To enjoy this record one might have to close their eyes and imagine a world where jazz, eastern influences, gothic undertones, and progressive metal can come together in harmony.
Orisonata is the work of Jason Greenberg and his wife, vocalist Jennifer Grassman. Together the two stroll hand in hand down an avenue paved by albums of Nightwish, Kamelot, and Evanescence. In fact, the sound of Orisonata encompasses the aspirations of every gothic metal musician, who dreams of a world where female vocals soar over classical inspired guitar melodies. While I am taking some time to playfully jab at the album, and its album cover, the music contained within Orisonata is remarkably capable and entertaining enough to surpass stereotypes.
One noticeable difference between this and other gothic progressive acts is the time length of their songs. Though the realm of 7 to 8 minutes is not unheard of, Orisonata takes its time to establish themselves, which makes each track better in its excess. Symphonic, gothic, and progressive music are allowed liberties with time. Songs like “The Great Baptism” and “Unholy Creation” succeed because of how much material is woven into the songs. From synth solos, to guitar wanderings, to a maze of pre-choruses, these songs become cathedrals where listeners crawl, like Simon Belmont, from room to room. While everything I just said may sound tedious, it is the amount of material, and the ability to control that material that makes Orisonata a success.

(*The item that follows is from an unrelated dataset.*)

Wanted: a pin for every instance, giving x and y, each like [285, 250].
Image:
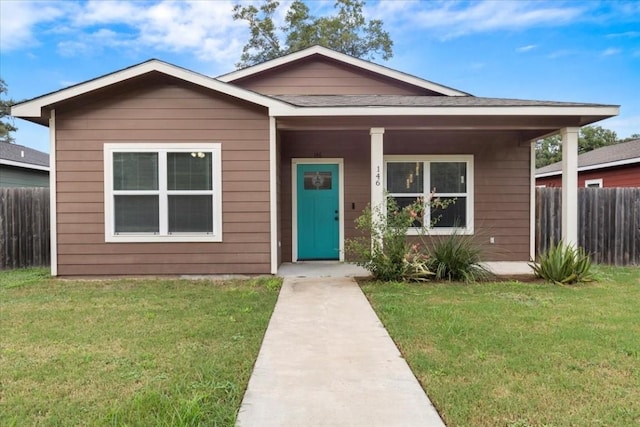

I have already stated my sometimes judgmental attitude regarding progressive metal. I feel the sound is easy to advertise to people who have already subscribed to the style but can also be enjoyable to those who do not already tread through its sewer waters. Orisonata is enjoyable despite one’s love for long noodly passages. For one hesitant with female vocals back-dropped by double bass, I would say things are safe enough to enter the castle. For people already interested in the style, well the night is yours to vanquish hellspawn with a trusty whip.